The skulls are “testimony to the horrors of colonialism and German cruelty against our people”, Namibian prime minister Nahas Angula said at a ceremony at Windhoek airport today. “The Namibian nation accepts these mortal remains as a symbolic closure of a tragic chapter.”

German ambassador Egon Kochanke said he welcomed home the skulls and added it was time for the two countries to move forward.

Some Herero and Nama people made it clear they are not so willing to forget the past and waved banners demanding reparations from Germany for what some historians call the first genocide of the 20th century. Historians say German troops killed and starved to death 60,000 of the 85,000 Herero people from 1904-07.

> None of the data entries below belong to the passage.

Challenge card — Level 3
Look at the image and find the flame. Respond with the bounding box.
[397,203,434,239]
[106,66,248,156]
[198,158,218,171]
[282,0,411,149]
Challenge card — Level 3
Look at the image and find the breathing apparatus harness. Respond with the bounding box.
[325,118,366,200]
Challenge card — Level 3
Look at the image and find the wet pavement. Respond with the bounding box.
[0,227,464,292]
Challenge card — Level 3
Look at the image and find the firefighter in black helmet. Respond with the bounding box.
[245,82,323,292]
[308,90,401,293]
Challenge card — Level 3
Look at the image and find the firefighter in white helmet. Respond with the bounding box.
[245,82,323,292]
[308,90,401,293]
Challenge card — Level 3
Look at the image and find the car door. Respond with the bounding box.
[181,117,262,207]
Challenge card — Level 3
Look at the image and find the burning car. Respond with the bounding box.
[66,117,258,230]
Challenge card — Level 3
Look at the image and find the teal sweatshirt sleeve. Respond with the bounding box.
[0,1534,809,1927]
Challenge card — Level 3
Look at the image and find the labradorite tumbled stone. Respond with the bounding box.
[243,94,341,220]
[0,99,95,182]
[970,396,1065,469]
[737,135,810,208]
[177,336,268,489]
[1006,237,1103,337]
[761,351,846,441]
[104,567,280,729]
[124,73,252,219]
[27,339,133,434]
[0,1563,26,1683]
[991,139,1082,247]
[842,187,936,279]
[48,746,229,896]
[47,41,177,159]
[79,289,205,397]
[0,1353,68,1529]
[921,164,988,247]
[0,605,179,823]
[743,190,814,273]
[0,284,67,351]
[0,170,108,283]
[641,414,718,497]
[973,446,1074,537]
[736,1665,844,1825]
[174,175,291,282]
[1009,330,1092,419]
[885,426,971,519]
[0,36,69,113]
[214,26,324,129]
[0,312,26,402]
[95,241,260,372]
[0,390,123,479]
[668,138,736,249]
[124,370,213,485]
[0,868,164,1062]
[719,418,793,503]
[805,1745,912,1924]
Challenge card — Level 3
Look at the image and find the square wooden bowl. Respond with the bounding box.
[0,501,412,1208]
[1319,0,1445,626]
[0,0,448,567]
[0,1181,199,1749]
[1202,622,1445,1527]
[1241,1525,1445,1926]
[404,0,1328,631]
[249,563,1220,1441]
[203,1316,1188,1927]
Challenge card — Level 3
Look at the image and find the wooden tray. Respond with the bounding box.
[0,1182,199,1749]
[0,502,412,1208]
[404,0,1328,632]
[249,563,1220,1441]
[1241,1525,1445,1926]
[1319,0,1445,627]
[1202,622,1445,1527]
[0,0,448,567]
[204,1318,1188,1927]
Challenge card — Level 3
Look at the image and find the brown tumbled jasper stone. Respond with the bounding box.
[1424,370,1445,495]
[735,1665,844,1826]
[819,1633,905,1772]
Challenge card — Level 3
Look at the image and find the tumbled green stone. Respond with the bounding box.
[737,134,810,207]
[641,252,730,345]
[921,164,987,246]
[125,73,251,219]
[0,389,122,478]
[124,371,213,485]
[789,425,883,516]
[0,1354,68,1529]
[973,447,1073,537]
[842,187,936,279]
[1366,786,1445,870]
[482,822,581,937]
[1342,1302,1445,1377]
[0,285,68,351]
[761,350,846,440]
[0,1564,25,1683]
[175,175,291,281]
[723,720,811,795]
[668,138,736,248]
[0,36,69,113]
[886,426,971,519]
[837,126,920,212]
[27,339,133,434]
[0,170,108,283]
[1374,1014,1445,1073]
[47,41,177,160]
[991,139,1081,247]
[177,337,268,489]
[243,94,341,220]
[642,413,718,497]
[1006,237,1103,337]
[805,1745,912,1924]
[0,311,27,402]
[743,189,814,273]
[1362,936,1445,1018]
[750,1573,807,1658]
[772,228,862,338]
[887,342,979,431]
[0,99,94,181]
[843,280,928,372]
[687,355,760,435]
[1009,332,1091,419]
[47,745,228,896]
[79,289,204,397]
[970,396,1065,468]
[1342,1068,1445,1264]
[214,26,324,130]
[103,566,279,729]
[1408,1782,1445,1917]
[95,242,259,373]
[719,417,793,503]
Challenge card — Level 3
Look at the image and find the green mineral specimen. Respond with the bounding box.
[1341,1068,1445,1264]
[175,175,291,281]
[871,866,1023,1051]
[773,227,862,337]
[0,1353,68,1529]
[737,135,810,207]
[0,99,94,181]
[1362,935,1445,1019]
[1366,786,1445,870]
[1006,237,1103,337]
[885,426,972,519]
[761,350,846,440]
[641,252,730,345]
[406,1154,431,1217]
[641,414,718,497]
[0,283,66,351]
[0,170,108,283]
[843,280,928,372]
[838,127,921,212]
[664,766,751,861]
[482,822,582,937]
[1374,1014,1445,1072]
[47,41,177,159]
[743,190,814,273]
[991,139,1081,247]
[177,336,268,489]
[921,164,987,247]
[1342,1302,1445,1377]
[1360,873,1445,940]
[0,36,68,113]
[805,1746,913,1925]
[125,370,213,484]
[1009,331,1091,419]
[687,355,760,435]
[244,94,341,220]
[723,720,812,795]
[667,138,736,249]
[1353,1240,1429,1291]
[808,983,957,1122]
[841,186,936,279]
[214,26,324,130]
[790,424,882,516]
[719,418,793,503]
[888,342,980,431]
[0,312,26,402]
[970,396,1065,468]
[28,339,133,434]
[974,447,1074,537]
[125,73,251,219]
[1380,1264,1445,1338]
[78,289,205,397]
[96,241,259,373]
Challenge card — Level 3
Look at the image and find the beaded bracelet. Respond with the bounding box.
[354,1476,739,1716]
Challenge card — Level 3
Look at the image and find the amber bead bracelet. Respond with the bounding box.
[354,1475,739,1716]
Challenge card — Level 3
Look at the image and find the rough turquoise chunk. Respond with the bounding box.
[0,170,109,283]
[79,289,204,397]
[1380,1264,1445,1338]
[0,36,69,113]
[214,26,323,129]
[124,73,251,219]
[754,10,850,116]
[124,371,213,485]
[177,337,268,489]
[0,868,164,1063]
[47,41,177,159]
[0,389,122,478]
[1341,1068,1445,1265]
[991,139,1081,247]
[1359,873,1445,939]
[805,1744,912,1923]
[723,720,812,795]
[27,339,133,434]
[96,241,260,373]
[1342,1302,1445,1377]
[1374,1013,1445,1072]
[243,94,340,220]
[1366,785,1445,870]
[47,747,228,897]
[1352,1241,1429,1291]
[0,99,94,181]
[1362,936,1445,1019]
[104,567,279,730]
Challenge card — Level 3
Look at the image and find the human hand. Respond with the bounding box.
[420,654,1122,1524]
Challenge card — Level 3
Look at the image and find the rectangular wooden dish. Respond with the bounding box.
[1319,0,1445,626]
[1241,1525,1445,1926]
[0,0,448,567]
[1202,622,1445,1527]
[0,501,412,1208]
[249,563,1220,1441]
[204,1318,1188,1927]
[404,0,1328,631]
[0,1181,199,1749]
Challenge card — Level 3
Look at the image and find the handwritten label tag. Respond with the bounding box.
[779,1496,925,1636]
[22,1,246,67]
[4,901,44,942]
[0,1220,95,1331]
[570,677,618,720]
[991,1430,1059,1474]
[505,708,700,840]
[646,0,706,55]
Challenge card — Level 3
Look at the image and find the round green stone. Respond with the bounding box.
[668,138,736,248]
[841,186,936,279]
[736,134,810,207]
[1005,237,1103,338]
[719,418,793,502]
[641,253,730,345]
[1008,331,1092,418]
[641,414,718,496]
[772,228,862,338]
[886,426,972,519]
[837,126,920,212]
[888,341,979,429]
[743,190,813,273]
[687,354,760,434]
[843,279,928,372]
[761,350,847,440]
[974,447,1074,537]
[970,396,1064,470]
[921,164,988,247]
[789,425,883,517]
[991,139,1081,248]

“We are ready for battle! We are going to fight!” Herero warriors in military uniform chanted as a leader, chest covered in animal skins, led a cleansing ceremony watched by tribal chiefs in red and yellow hats.

It is not known how many hundreds more skulls may remain in Germany.

Germany only apologised for the massacres in 2004, during ceremonies marking the centenary of the start of the Herero uprising against German colonisers. But the German government does not acknowledge that there was a genocide of the Herero in what it then called German South West Africa.

Germany also has refused Herero demands for reparations, saying it gives generous aid to Namibia’s government for all the country’s two million people.